A thin wrapper around Rlabkey to access the ImmuneSpace database from R This package simplifies access to the HIPC ImmuneSpace database, for R programmers.
It takes advantage of the standardization of the ImmuneSpace database to hide all the Rlabkey
specific code away from the user.
Study-specific datasets can be accessed via an object-oriented paradigm.
The package can be downloaded here and installed like any other R packages or installed directly from github using devtools.
library(devtools)
install_github("RGLab/ImmuneSpaceR")
The database is accessed with the user's credentials. A .netrc
file storing login and password information is required.
Create netrc file in the computer running R.
- On a UNIX system this file should be named
.netrc
(dotnetrc
) - On windows it sould be named
_netrc
(underscorenetrc
). - The file should be located in the users home directory and the permissions
on the file should be unreadable for everybody except the owner. To determine
home directory, run
Sys.getenv("HOME")
in R.
The following three lines must be included in the .netrc or _netrc file either separated by white space (spaces, tabs, or newlines) or commas.
machine www.immunespace.org
login [email protected]
password supersecretpassword
Multiple such blocks can exist in one file.

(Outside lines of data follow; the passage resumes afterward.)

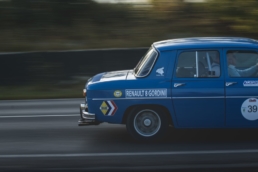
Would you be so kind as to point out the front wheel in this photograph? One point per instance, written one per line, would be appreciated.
(147, 123)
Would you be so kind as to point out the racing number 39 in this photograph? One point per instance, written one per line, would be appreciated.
(252, 108)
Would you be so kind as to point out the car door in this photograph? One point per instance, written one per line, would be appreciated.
(241, 87)
(197, 90)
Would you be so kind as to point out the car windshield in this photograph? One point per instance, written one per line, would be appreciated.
(145, 64)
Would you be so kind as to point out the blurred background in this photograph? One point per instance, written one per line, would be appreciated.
(49, 48)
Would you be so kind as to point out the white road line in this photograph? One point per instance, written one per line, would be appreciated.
(35, 116)
(132, 154)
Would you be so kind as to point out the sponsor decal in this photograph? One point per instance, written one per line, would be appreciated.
(250, 83)
(118, 93)
(146, 93)
(249, 109)
(252, 100)
(108, 108)
(160, 72)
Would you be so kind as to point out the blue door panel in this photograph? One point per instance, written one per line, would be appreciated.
(200, 104)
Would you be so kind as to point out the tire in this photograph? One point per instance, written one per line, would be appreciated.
(147, 123)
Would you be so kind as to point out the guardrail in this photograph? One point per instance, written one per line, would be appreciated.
(24, 67)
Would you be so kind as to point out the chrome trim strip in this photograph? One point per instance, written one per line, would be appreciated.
(149, 98)
(217, 97)
(134, 98)
(241, 97)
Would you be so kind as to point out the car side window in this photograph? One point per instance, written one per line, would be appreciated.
(198, 64)
(242, 63)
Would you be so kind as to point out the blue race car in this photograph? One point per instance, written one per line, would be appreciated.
(187, 83)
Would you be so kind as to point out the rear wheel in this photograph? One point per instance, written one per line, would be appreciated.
(147, 123)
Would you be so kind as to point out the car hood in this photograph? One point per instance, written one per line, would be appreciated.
(115, 75)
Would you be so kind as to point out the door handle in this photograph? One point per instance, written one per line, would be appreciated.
(178, 84)
(230, 83)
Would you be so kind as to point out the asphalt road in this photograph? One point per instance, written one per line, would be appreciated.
(40, 138)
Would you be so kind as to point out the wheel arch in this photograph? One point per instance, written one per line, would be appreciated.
(130, 108)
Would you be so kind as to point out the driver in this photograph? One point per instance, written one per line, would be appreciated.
(233, 72)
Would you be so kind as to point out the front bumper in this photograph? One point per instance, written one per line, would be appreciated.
(86, 117)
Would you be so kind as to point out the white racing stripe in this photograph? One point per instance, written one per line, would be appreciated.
(132, 154)
(35, 116)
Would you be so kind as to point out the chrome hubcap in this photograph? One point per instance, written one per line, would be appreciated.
(147, 123)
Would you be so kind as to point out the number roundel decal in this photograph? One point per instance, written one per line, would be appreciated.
(249, 109)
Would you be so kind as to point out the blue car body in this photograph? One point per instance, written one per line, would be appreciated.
(190, 102)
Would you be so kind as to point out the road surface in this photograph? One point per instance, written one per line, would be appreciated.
(38, 135)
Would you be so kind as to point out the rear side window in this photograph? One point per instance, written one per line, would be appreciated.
(198, 64)
(242, 64)
(145, 65)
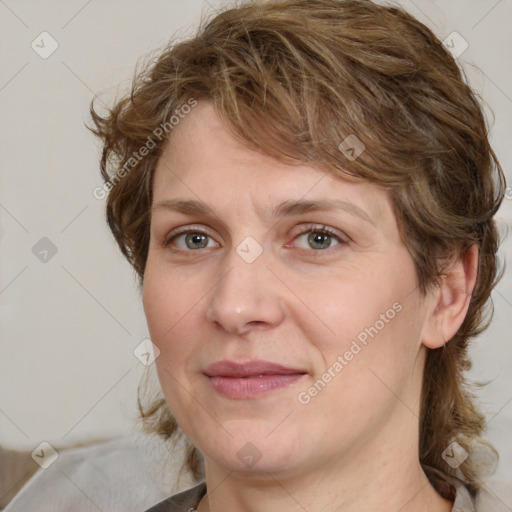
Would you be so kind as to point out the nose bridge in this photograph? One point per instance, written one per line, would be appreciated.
(245, 295)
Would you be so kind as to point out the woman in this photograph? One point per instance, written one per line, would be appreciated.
(306, 191)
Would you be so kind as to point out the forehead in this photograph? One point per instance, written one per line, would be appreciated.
(204, 162)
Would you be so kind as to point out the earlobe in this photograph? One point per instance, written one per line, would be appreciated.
(451, 300)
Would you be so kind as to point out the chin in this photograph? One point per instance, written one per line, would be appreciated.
(247, 452)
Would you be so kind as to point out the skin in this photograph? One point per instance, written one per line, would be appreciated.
(354, 445)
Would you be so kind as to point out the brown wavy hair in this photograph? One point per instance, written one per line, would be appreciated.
(294, 78)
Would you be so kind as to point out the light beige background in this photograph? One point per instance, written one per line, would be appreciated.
(69, 326)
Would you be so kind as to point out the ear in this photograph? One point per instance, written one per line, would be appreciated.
(451, 300)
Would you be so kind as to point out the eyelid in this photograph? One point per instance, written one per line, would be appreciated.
(189, 228)
(321, 228)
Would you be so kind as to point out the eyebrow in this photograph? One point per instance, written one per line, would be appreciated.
(286, 208)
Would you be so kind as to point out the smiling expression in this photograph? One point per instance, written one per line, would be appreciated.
(259, 276)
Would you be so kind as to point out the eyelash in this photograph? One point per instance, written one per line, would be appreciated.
(312, 228)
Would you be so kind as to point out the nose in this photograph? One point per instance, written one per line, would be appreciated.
(245, 298)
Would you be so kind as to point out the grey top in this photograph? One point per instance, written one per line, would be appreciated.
(188, 501)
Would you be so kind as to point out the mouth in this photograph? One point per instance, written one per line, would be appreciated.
(251, 379)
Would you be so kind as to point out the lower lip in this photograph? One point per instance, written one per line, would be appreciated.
(251, 387)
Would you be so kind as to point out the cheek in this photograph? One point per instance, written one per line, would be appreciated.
(170, 305)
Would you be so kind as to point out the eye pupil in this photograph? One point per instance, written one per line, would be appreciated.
(319, 240)
(196, 240)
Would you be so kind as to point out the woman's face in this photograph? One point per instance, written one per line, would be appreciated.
(284, 305)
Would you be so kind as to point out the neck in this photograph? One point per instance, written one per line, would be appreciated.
(382, 475)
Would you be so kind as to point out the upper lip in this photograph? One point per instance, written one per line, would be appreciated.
(248, 369)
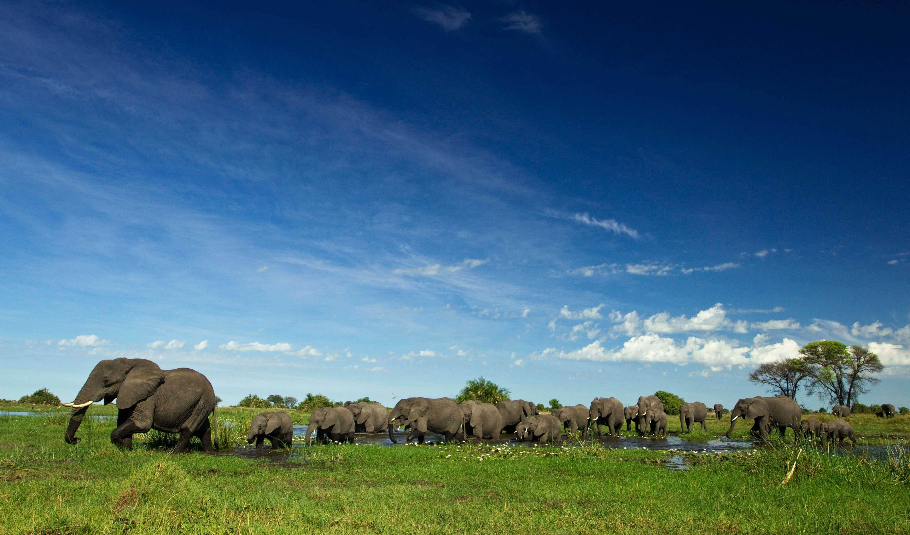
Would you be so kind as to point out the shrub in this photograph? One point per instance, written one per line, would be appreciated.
(42, 397)
(482, 390)
(255, 402)
(671, 402)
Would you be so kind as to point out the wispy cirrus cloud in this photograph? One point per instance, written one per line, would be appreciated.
(447, 17)
(523, 22)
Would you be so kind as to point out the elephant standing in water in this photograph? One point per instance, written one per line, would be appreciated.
(542, 428)
(841, 411)
(481, 420)
(606, 411)
(646, 403)
(423, 415)
(690, 413)
(631, 415)
(781, 409)
(171, 401)
(718, 410)
(514, 411)
(369, 417)
(574, 417)
(331, 423)
(275, 426)
(836, 431)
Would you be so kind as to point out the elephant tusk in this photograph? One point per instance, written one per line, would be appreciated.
(73, 405)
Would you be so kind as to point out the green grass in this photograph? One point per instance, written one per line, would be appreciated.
(47, 486)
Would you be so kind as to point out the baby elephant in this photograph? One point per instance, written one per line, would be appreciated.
(275, 426)
(542, 428)
(837, 431)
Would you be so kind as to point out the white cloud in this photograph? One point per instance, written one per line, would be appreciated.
(523, 22)
(173, 344)
(255, 346)
(649, 269)
(84, 340)
(588, 313)
(434, 270)
(308, 351)
(873, 330)
(772, 325)
(447, 17)
(891, 354)
(720, 267)
(715, 354)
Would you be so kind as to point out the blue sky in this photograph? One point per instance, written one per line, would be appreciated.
(354, 200)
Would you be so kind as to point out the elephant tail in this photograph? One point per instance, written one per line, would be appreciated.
(215, 429)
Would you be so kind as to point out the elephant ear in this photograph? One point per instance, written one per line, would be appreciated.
(140, 383)
(272, 425)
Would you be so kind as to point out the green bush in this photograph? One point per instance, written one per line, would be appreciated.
(255, 402)
(482, 390)
(671, 402)
(41, 397)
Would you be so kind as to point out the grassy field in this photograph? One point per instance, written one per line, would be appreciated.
(47, 486)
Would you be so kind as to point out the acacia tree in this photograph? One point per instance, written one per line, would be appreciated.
(782, 377)
(839, 373)
(482, 390)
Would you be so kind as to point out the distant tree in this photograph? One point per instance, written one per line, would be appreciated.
(255, 402)
(838, 373)
(782, 377)
(671, 402)
(315, 401)
(41, 397)
(482, 390)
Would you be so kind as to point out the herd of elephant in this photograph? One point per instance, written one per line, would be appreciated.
(180, 401)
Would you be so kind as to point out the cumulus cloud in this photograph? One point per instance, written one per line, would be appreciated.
(713, 353)
(523, 22)
(447, 17)
(256, 346)
(84, 340)
(607, 224)
(873, 330)
(438, 269)
(588, 313)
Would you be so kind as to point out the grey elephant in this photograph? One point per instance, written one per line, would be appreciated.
(841, 411)
(837, 430)
(171, 401)
(334, 424)
(690, 413)
(718, 410)
(811, 428)
(543, 428)
(274, 426)
(427, 415)
(369, 417)
(783, 410)
(656, 422)
(574, 417)
(606, 411)
(646, 403)
(631, 415)
(514, 411)
(481, 420)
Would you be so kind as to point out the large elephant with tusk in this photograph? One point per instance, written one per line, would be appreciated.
(172, 401)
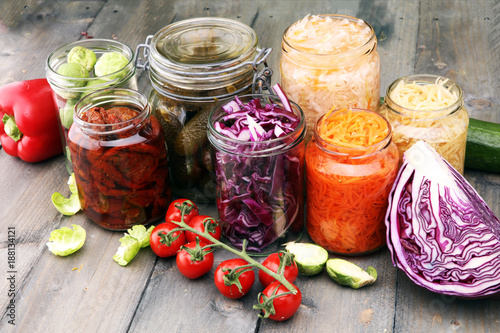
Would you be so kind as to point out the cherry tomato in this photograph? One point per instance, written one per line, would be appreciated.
(199, 222)
(273, 262)
(194, 262)
(174, 213)
(284, 306)
(164, 245)
(245, 276)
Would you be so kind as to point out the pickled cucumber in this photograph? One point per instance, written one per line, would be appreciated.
(193, 135)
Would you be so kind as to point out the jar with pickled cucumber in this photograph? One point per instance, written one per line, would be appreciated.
(193, 64)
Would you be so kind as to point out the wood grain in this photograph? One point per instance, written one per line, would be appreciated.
(89, 292)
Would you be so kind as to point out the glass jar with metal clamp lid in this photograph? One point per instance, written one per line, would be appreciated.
(193, 64)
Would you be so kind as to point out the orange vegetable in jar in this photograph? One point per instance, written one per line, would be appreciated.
(351, 164)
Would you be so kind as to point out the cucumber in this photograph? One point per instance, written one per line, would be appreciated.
(483, 146)
(349, 274)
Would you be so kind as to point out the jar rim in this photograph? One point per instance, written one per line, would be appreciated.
(112, 96)
(93, 44)
(173, 32)
(359, 50)
(353, 152)
(289, 140)
(424, 79)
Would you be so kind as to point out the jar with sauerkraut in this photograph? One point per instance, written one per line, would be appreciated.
(330, 61)
(429, 108)
(193, 64)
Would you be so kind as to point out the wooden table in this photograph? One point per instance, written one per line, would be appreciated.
(457, 39)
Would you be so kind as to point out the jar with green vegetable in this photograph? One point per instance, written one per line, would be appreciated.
(192, 65)
(77, 69)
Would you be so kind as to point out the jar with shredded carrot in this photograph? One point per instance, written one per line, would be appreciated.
(330, 60)
(351, 164)
(429, 108)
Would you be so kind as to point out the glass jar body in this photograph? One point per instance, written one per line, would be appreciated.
(444, 128)
(319, 79)
(68, 91)
(193, 65)
(121, 170)
(347, 193)
(259, 184)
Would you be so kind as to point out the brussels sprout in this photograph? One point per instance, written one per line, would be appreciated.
(72, 69)
(109, 63)
(94, 85)
(83, 56)
(66, 113)
(65, 241)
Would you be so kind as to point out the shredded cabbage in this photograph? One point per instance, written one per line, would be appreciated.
(428, 111)
(440, 232)
(330, 61)
(259, 163)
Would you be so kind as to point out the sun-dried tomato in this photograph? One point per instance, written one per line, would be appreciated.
(122, 175)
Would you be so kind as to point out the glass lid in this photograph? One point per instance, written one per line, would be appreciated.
(205, 41)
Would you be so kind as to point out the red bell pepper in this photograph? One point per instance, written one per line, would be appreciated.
(29, 128)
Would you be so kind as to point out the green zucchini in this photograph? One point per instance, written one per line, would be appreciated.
(483, 146)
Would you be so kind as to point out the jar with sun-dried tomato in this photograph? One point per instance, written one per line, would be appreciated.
(119, 159)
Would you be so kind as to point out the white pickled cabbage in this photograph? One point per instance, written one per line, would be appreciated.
(429, 116)
(325, 64)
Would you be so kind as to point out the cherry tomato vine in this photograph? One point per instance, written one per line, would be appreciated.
(283, 291)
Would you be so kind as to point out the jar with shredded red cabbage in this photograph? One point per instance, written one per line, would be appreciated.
(330, 61)
(119, 159)
(258, 153)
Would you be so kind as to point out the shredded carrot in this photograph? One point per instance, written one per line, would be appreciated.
(346, 196)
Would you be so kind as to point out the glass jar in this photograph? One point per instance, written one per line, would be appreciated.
(193, 64)
(120, 165)
(348, 190)
(329, 62)
(259, 183)
(67, 91)
(443, 127)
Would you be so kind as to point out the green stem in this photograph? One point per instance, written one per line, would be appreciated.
(241, 254)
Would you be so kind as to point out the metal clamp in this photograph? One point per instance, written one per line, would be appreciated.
(145, 54)
(262, 80)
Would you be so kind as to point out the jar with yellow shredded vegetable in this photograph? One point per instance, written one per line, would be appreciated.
(330, 61)
(429, 108)
(351, 165)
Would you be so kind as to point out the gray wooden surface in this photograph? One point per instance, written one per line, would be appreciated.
(458, 39)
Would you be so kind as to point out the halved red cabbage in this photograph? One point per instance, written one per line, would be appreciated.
(259, 181)
(440, 232)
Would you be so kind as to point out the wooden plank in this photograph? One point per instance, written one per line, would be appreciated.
(150, 294)
(30, 30)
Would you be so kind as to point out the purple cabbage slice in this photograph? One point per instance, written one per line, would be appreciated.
(440, 232)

Please ensure that the machine name in the netrc file contains the "www" prefix as that is how the package connects to immunespace by default. A mismatch will lead to connection failures.
See man netrc
for the official documentation and the User guide vignette for an
ImmuneSpace specific setup.
The general idea is that the user creates an instance of an ImmuneSpaceConnection
class.
The instance configures itself to connect to a specific study, and datasets and gene expression matrices can be retrieved by name.
For example:
study <- CreateConnection("SDY269")
will create an instance of study 269. The user needs credentials stored in a .netrc
file to access the database.
Datasets can be listed by:
study$listDatasets()
which will print names of available datasets and gene expression matrices.
Gene expression matrices or data sets can be retreived by:
study$getGEMatrix("name")
# or
study$getDataset("name")
The study object caches data, so once it is retrieved, the next time you access it, it will use the local cached copy.
The package uses a simple S5 reference class to represent the connection to a study and get around some of R's copy-on-change behaviour.
The quick_plot
function uses ggplot2's qplot function to generate quick plots of data sets, leveraging the standardized data set tables.
study$quick_plot("hai")
For more advanced examples and detailed documentation, see the package vignettes and the reports available on ImmuneSpace.